More so, the bravery of pilots, aircrews and ground staff, during actual operations in defence of Guyana’s territory, has been deservedly acknowledged and exemplified by the award of the Cacique Crown of Valour to Captain Roland DaSilva, the Golden Arrow of Courage to Lieutenant Colonel Michael (Taffy) Chan A Sue (deceased) and Captain Philip Jardim, and the President’s Commendation for Brave Conduct to Lieutenant Colonel (retd) Anthony (Tony) Mekdeci. These men and their colleagues, such as Malcolm Chan A Sue, Guy Spence and Derek Murphy, were cast in the mould of the legendary Art Williams, whose pioneering flights in support of the Boundary Survey team in the south east of British Guiana during the period 1936 to 1938 and his daring exploits in ‘bush flying’, made him a justifiably larger than life pilot.
The aviators of the 1950s and 1960s influenced a new cadre of pilots in the 1970s, who were recruited by the Guyana Defence Force to staff its Helicopter and Islander fleets. Many of these gravitated to the expanding civilian aviation companies but maintained their reserve officer status so that they could be mobilized for special operations or exercises.

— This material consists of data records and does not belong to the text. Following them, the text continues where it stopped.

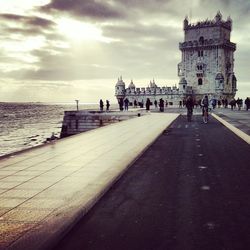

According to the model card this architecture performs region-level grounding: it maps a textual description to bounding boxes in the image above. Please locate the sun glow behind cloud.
[58,18,111,43]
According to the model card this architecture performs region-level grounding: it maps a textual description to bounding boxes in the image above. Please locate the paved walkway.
[0,114,178,250]
[55,115,250,250]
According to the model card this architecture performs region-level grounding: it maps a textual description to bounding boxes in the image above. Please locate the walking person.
[245,97,250,111]
[159,98,164,112]
[106,100,110,111]
[124,98,129,110]
[146,98,150,111]
[186,96,194,122]
[201,95,209,123]
[119,98,123,111]
[154,100,158,109]
[100,99,104,111]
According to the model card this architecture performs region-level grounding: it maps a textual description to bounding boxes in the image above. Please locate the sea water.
[0,103,117,156]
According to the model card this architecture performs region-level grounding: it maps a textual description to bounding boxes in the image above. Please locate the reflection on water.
[0,103,114,156]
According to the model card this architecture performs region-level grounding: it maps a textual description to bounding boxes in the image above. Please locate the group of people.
[99,95,250,112]
[99,99,110,111]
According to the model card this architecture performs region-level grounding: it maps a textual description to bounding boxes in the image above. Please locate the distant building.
[115,12,237,104]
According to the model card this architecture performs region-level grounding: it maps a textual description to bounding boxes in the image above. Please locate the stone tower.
[178,12,237,99]
[115,77,125,103]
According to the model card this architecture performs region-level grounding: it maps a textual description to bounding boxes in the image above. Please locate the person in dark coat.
[245,97,250,111]
[106,100,110,111]
[146,98,150,111]
[124,98,129,110]
[159,98,164,112]
[100,99,104,111]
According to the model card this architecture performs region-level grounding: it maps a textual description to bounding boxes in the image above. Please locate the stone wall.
[60,111,138,138]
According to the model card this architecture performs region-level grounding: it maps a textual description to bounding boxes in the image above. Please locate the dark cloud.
[0,13,56,37]
[102,23,181,42]
[39,0,124,20]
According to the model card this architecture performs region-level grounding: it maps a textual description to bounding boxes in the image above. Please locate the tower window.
[197,65,203,70]
[198,50,203,57]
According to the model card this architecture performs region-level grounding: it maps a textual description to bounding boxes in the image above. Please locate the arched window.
[199,36,204,45]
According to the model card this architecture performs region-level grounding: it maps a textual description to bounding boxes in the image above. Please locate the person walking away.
[124,98,129,110]
[134,100,137,108]
[179,101,182,108]
[211,99,216,109]
[119,99,123,111]
[245,97,250,111]
[201,95,209,116]
[154,100,158,109]
[106,100,110,111]
[146,98,150,111]
[186,96,194,122]
[237,98,243,110]
[100,99,104,111]
[159,98,164,112]
[218,100,221,108]
[229,98,236,110]
[225,99,228,109]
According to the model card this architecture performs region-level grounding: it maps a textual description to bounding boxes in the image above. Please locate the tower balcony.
[179,39,236,51]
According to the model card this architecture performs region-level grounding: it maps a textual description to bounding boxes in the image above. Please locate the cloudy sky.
[0,0,250,103]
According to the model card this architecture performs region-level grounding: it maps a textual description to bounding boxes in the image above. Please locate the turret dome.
[179,77,187,85]
[128,80,135,89]
[215,73,224,80]
[115,77,125,87]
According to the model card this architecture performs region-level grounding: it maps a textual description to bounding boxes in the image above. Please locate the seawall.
[60,110,140,138]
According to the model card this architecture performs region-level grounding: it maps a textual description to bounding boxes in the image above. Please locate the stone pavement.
[152,107,250,144]
[0,113,178,250]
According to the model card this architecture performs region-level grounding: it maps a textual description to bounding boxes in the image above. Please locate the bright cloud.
[0,0,250,102]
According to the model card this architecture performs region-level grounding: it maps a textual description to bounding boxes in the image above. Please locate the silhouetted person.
[154,100,158,109]
[134,100,137,108]
[146,98,150,111]
[186,96,194,121]
[119,99,123,111]
[124,98,129,110]
[245,97,250,111]
[159,98,164,112]
[100,99,104,111]
[106,100,110,111]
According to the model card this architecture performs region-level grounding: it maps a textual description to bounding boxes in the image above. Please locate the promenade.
[55,109,250,250]
[0,114,178,250]
[0,108,250,250]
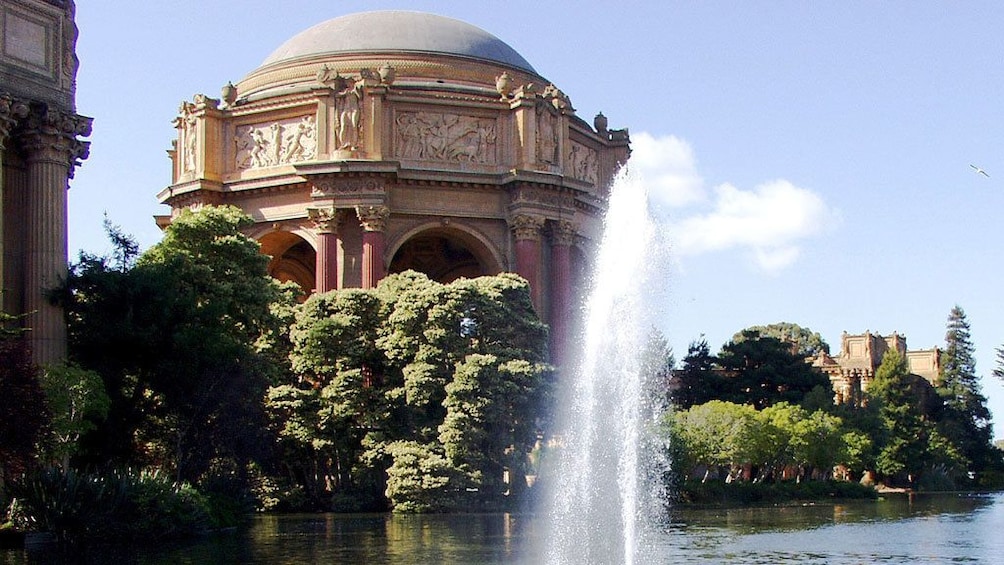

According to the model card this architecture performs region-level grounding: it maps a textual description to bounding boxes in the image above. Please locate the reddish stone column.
[509,214,544,313]
[0,94,30,314]
[307,207,342,292]
[22,110,90,365]
[355,206,391,288]
[551,221,575,365]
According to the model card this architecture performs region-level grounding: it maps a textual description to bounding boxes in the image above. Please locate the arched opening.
[388,229,500,283]
[258,232,317,299]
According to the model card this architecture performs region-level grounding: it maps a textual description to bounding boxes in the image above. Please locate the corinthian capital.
[0,94,29,150]
[307,206,345,234]
[509,214,544,241]
[551,220,576,246]
[21,106,91,177]
[355,206,391,232]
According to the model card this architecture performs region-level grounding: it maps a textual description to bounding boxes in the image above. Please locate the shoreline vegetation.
[0,206,1004,546]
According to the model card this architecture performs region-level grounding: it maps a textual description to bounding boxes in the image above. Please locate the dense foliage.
[268,272,547,511]
[673,324,829,408]
[65,207,291,483]
[669,319,1004,495]
[938,305,1001,479]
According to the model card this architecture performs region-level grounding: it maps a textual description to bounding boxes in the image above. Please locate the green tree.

As the 100th anniversary of Aviation in Guyana is being observed, my contemporaries and I from the late 1960s would unhesitatingly acknowledge that our operational missions and responsibilities were made easier by the unfailing support, commitment, patriotism and courage of a hardy band of aviation colleagues in the early post-Independence years.
On behalf of former comrades in arms, I extend to all pilots, aviation engineers, technicians, ground staff and administrators, our heartiest congratulations on the attainment of this significant milestone in Aviation in Guyana and wish you continuing development, success and safety for the future. Happy 100th Anniversary!